Der Frieden und die Wissenschaft sind keine natürlichen Alliierten. Die Wissenschaft kann der Tropfen Öl sein, der schreckliche "frictionen" mildert; oft aber wirkt sie wie Öl, das man ins Feuer gießt. Die Orientwissenschaften sind dafür ein Beispiel. Bismarck nannte die orientalische Frage ein Gebiet, auf welchem die Deutschen ihren Freunden nutzen und ihren Gegnern schaden könnten. Nutzen und Schaden sollte das Seminar für Orientalische Sprachen befördern, das auf Initiative des Reichskanzlers 1887 an der Berliner Universität gegründet wurde. Im Dritten Reich wurde das Seminar Teil der Auslandswissenschaften, die sich mit den "Kulturideologien fremder Völker" beschäftigten. Ihren Aufschwung erlebten sie im Zweiten Weltkrieg; angesiedelt im Reichssicherheitshauptamt der SS, war die zentrale Aufgabe der Auslandswissenschaften die "weltanschauliche Gegnerbekämpfung" - "auf rein wissenschaftlicher Basis", wie ein Referent namens Adolf Eichmann betonte.
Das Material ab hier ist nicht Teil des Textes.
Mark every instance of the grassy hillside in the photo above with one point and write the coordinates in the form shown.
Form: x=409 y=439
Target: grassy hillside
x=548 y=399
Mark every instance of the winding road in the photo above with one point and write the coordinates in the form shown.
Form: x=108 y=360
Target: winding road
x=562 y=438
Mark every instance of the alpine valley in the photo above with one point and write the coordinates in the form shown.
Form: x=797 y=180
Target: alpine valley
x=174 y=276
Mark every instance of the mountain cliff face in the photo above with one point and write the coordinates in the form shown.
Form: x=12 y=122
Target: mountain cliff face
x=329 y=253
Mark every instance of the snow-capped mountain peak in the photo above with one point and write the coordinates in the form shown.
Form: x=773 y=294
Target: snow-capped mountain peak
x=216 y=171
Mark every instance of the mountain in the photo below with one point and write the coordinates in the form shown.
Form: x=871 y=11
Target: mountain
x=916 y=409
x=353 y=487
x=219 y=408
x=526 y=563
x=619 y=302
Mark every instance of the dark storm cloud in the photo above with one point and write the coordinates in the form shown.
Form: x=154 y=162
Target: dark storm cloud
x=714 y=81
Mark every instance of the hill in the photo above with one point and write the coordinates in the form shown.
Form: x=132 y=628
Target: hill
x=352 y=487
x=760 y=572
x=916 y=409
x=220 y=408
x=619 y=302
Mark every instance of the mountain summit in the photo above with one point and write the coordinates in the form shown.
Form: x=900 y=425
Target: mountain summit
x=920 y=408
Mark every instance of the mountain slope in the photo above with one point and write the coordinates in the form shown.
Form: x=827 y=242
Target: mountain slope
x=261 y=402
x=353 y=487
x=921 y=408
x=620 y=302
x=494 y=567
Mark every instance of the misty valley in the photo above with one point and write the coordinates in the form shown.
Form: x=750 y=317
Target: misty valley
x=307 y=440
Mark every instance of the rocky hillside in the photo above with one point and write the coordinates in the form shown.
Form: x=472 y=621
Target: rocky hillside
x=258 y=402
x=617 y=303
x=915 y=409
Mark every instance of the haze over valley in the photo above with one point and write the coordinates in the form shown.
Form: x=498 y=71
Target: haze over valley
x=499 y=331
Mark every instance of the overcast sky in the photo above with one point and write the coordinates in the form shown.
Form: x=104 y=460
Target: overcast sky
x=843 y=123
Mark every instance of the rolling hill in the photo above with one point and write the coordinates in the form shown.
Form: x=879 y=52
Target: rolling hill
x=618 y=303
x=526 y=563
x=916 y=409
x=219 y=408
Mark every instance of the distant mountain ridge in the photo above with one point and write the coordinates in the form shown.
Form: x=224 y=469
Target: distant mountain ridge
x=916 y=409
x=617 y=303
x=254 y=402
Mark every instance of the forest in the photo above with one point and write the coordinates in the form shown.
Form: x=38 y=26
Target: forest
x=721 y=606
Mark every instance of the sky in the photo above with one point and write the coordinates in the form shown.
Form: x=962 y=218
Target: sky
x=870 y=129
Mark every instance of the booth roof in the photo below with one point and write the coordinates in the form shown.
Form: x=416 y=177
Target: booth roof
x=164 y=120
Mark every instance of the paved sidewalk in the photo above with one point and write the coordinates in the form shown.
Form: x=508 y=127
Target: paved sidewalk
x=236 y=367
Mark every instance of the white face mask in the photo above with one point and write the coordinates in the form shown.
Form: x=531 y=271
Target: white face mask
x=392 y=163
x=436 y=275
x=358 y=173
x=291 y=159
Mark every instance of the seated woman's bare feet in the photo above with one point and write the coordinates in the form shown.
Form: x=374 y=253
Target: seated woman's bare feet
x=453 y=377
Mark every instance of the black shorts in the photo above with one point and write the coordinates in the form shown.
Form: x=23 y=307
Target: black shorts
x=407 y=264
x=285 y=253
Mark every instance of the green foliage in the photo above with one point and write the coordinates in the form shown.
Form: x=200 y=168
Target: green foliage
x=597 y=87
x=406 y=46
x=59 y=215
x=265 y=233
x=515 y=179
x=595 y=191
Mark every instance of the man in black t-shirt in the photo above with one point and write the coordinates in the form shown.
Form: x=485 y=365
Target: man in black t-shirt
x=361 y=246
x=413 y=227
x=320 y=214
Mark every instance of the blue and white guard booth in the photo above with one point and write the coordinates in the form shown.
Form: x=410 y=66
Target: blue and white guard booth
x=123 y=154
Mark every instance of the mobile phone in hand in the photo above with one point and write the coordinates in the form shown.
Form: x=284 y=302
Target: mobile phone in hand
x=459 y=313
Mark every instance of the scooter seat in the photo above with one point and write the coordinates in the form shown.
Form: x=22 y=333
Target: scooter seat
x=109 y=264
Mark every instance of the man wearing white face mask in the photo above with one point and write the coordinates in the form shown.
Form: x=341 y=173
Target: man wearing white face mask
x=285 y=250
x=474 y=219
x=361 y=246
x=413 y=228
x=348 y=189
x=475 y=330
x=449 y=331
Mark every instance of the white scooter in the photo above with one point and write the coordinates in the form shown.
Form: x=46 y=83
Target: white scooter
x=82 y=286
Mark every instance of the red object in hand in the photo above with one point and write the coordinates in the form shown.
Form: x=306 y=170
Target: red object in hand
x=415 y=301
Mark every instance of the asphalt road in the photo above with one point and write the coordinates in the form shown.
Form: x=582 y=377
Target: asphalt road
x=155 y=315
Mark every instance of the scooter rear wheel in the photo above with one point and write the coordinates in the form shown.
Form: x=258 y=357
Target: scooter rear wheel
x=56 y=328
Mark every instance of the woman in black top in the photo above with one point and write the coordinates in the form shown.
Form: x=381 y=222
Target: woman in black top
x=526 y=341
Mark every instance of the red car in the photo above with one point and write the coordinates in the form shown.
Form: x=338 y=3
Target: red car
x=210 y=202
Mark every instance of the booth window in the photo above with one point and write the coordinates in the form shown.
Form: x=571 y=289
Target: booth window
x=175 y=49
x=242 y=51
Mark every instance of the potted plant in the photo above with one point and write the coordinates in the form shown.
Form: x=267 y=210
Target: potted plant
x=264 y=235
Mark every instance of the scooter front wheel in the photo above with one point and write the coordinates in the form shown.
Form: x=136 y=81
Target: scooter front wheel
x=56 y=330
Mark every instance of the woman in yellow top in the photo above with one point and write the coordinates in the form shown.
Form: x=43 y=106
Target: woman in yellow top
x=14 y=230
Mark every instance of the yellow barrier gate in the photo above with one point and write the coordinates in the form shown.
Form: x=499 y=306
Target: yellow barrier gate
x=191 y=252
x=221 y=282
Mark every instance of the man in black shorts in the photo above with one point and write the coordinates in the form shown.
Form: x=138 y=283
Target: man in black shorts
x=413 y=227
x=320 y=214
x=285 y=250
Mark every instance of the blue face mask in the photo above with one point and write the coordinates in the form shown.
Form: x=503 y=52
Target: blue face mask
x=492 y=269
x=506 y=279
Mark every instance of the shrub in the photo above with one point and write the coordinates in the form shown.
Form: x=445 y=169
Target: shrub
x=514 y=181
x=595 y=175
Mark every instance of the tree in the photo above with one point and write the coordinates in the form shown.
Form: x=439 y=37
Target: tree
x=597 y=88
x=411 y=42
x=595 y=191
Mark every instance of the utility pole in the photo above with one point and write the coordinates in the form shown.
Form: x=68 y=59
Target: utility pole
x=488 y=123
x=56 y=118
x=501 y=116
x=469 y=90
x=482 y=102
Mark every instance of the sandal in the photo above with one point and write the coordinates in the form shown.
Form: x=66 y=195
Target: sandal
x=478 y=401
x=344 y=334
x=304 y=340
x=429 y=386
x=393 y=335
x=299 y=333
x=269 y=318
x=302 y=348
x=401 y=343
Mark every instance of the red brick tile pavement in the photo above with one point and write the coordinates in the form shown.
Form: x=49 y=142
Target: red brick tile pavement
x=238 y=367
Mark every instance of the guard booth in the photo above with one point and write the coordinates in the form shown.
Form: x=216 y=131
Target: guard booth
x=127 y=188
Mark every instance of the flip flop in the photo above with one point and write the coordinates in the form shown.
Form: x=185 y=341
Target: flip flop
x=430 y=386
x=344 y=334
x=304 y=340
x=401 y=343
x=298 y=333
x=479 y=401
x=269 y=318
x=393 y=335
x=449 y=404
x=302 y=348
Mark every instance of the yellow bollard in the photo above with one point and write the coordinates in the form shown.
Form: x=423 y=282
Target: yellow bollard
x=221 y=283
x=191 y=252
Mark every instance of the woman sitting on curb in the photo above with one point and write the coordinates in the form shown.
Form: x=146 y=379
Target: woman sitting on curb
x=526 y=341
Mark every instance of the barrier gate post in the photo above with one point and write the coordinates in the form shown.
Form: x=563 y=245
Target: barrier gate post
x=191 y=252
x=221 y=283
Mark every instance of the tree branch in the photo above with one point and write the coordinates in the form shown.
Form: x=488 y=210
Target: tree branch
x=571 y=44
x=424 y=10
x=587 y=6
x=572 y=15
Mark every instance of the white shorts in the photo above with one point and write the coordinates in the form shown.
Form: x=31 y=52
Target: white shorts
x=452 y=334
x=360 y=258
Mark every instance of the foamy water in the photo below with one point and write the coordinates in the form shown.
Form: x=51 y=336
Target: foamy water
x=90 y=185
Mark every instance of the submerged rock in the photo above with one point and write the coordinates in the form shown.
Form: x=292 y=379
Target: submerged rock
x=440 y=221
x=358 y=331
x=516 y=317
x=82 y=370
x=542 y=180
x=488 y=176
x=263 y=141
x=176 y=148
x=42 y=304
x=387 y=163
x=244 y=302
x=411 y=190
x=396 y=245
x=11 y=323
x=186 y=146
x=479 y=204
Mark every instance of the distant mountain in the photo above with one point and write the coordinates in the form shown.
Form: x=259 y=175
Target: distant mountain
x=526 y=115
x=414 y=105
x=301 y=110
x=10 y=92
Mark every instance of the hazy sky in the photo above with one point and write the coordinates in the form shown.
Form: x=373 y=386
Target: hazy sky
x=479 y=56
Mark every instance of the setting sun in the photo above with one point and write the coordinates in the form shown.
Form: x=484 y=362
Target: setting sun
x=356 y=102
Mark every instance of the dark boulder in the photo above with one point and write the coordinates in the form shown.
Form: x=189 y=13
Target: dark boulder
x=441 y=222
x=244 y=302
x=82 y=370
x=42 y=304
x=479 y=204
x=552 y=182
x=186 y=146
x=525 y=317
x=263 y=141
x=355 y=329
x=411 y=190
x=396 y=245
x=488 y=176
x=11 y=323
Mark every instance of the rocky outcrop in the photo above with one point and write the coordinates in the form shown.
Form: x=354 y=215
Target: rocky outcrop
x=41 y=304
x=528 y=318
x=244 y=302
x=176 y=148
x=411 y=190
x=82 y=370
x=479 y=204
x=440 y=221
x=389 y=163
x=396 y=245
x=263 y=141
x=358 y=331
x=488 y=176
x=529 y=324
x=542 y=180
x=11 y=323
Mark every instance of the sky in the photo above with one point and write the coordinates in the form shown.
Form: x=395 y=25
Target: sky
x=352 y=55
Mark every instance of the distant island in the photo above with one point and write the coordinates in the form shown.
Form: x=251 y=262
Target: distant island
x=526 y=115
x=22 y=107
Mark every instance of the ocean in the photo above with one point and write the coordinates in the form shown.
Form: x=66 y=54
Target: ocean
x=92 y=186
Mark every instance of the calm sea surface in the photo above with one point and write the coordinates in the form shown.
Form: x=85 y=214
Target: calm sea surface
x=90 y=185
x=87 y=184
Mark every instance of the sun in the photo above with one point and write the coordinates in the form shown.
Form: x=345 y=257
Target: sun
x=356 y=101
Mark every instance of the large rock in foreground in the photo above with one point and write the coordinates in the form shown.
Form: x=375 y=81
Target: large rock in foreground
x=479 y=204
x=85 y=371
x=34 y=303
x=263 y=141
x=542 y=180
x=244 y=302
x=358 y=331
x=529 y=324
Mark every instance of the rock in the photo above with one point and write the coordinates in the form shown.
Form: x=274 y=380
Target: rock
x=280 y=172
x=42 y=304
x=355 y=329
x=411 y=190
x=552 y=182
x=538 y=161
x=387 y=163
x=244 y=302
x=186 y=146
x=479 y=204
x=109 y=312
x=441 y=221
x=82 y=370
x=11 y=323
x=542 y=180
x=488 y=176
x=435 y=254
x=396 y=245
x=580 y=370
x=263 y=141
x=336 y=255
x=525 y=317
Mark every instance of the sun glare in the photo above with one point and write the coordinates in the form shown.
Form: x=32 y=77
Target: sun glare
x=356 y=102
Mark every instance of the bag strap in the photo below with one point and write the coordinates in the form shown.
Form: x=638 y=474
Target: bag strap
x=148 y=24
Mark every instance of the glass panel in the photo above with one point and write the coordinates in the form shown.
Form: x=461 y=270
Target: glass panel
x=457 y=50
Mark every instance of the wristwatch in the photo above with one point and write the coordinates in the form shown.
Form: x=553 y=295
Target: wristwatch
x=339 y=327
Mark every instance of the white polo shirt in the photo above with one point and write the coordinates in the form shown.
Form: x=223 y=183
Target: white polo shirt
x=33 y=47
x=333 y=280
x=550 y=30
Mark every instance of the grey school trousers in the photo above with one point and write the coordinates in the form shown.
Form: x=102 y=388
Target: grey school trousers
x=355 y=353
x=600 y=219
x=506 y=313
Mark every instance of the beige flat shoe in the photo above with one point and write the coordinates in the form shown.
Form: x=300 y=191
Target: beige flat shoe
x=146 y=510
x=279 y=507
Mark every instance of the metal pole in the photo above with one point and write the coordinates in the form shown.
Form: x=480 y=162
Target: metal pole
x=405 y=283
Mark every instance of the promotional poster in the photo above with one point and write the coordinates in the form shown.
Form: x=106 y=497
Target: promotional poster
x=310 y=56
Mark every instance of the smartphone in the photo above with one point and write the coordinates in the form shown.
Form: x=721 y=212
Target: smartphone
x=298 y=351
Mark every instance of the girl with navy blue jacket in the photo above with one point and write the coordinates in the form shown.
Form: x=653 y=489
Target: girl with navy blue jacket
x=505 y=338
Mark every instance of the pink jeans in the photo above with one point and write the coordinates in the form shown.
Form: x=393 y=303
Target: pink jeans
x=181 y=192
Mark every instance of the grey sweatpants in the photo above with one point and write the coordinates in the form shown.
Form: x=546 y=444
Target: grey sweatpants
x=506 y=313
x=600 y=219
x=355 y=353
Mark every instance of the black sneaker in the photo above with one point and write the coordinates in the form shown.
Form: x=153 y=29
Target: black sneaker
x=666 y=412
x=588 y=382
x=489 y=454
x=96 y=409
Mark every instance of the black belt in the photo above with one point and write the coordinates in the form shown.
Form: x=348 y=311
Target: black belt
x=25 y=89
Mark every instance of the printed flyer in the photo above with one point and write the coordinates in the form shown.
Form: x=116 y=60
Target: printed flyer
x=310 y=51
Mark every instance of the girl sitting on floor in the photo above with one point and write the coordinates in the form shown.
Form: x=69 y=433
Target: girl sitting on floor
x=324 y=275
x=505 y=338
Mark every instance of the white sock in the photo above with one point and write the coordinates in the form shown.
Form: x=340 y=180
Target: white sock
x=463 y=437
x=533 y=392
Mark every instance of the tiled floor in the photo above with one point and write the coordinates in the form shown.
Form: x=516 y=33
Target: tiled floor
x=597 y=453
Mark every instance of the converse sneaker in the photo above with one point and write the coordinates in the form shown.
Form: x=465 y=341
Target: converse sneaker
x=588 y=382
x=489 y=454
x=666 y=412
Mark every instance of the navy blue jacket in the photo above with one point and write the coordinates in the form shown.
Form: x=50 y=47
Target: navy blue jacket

Angesichts der auch in Europa wachsenden Bedrohung durch den islamistisch geprägten Terror wird gefordert, die "Auslandswissenschaften" sollten verstärkt "Gegnerforschung' betreiben und im Weltbürgerkrieg der Gegenwart in Stellung gehen. Die Forderung wirkt durch die Verwendung des Vokabulars aus der Nazizeit provokativ - in der Sache ist sie es nicht.

Es wäre selbstmörderisch, auf "Gegnerforschung" zu verzichten. Notwendig ist es, der Militanz wehrhaft zu begegnen - auch mit den Mitteln der Wissenschaft. Es reicht aber nicht mehr aus, sich zum Erkennen von Gegnern und zur Abwehr von Feinden wie in Bismarcks Zeiten in die Mentalität von Fremden zu versetzen. Wenn beispielsweise der britische Innenminister die Terroristen von London "sehr böse Menschen" nennt, spricht er nicht nur von Muslimen, sondern zugleich von britischen, in Großbritannien geborenen Staatsbürgern. Um zu verstehen, wie sie zu Terroristen wurden, genügt keine "Auslands-", dazu bedarf es auch einer "Inlandswissenschaft".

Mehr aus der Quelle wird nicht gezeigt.